Chairwoman Maloney Demands Documents, Briefing on Impact of Census Bureau’s Refusal to Follow Court Order

Oct 1, 2020
Press Release

Washington, D.C. (Oct. 1, 2020)—Today, Rep. Carolyn B. Maloney, the Chairwoman of the Committee on Oversight and Reform, requested the immediate production of documents related to the impact to the accuracy and completeness of the 2020 Census of the Trump Administration’s decision to defy a federal court ruling extending the Census count to October 31, 2020.


“The Trump Administration’s defiance of a federal court order reflects a shocking disrespect of the rule of law.  Regardless of who the President is, Census Bureau officials have an independent obligation to respect orders from federal courts and comply with congressional oversight,” wrote Chairwoman Maloney.


Newly released emails from the litigation show that on September 25, 2020, Deputy Director Ron Jarmin—the highest ranking career official at the Census Bureau—sent an email to Director Dillingham and Daniel Risko, the Chief of Staff to the Deputy Secretary of the Department of Commerce, presenting two options for the Bureau to move forward, including one that complied with the Court’s order and one that did not.  He wrote:  


One closes out field work on 10/5 to begin processing on 10/6 and allows us to meet the 12/31 deadline should that be reinstated on appeal.  The second, stays in the field longer to allow additional states to reach the 99% completion rate goal and for better completion rates in hard to count areas such as tribal lands.  This option would preclude the meeting the 12/31 date, but furthers the goal of a complete and accurate 2020 Census.


This past Monday, on September 28, 2020, at 3:52 p.m., Secretary Ross wrote to Census Bureau officials, including Deputy Director Jarmin, asking them to confirm that “your team’s opinion is that if we stay in the field beyond October 5, we would not be able to meet the statutory deadline of December 31.”


Deputy Director Jarmin replied, stating:  “Yes sir, we need to finish work on 10/5 if we are going to have enough time (and assuming all goes well) to finish the processing of the resident population, federally affiliated overseas, and if requested, unlawful aliens in ICE Detention Centers by 12/31.”


At 5 p.m. on Monday, the Census Bureau informed Congress that:  “The Secretary of Commerce has announced a target date of October 5, 2020 to conclude 2020 Census self-response and field data collection operations.”


At 5:12 p.m. on Monday—twelve minutes after the public announcement of the decision—Secretary Ross responded to the email chain:  “Based on the staff recommendation I am extending the field operation to October 5.”


The Court explained that the Census Bureau’s decision on August 3, 2020, to reverse its previous position to delay deadlines for counting as a result of the coronavirus crisis, and instead rush to complete the 2020 Census, would lead to “undercounting hard to count populations.”

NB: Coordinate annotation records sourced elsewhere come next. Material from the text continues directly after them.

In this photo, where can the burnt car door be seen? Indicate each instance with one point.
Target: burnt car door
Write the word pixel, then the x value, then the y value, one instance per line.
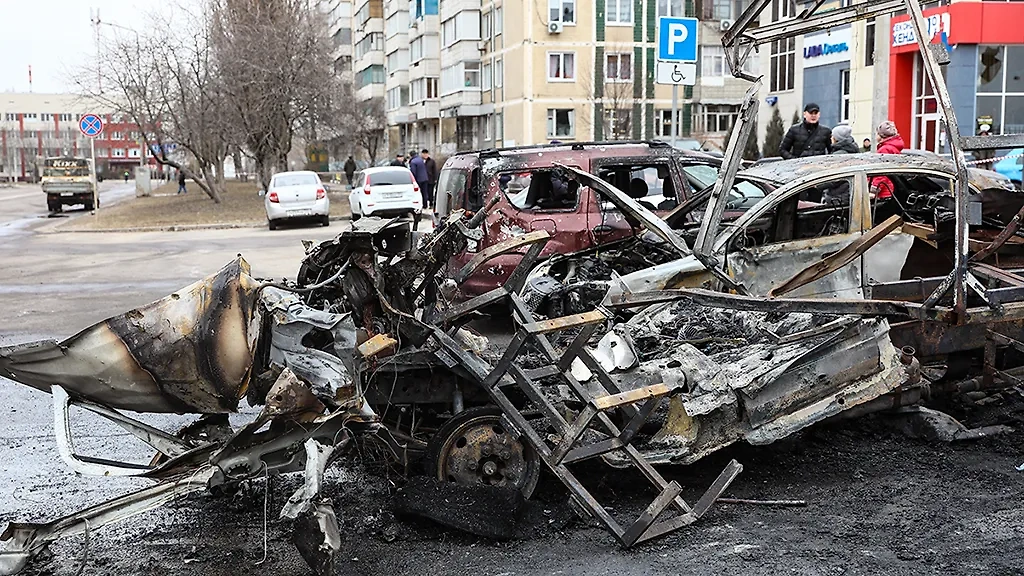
pixel 803 232
pixel 654 183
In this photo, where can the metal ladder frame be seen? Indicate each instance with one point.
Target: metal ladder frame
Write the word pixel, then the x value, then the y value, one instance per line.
pixel 567 447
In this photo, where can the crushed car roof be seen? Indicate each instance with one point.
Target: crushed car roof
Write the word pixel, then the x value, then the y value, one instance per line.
pixel 784 171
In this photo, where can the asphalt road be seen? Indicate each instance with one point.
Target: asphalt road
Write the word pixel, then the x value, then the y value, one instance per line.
pixel 878 502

Since the Census Bureau announced that it would rush the end of field operations, the Court and the Committee have received numerous whistleblower reports from Census Bureau employees across the country explaining that they have requested guidance from their chain of command on how to comply with the Court’s order.  Instead of directing them to comply, their chain of command reportedly directed them to finish their enumeration work before the October 5, 2020, “by whatever means necessary”—in defiance of the Court’s order and at the expense of the accuracy and completeness of the 2020 Census.


Chairwoman Maloney demanded additional information about the impact of the decision to refuse to comply with the federal court ruling extending the Census count to October 31, 2020 in a letter to Dr. Steven Dillingham, Director of the United States Census Bureau.

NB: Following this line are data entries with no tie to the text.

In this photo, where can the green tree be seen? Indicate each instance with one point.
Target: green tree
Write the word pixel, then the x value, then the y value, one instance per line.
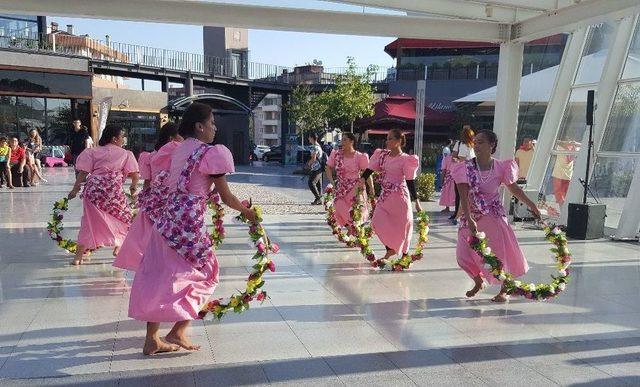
pixel 307 110
pixel 353 97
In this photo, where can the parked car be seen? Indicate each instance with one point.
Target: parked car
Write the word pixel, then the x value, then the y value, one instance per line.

The Committee requested that by the close of business tomorrow, the Census Bureau schedule a briefing from Census Bureau officials and confirm whether the Census Bureau will voluntarily provide the transcribed interviews requested in letters sent September 22 and August 4. 


The Committee also requested the production—by Monday, October 5—of all documents referring or relating to the decision to end field operations by October 5 and the impact of that decision on the accuracy and completeness of the 2020 Census.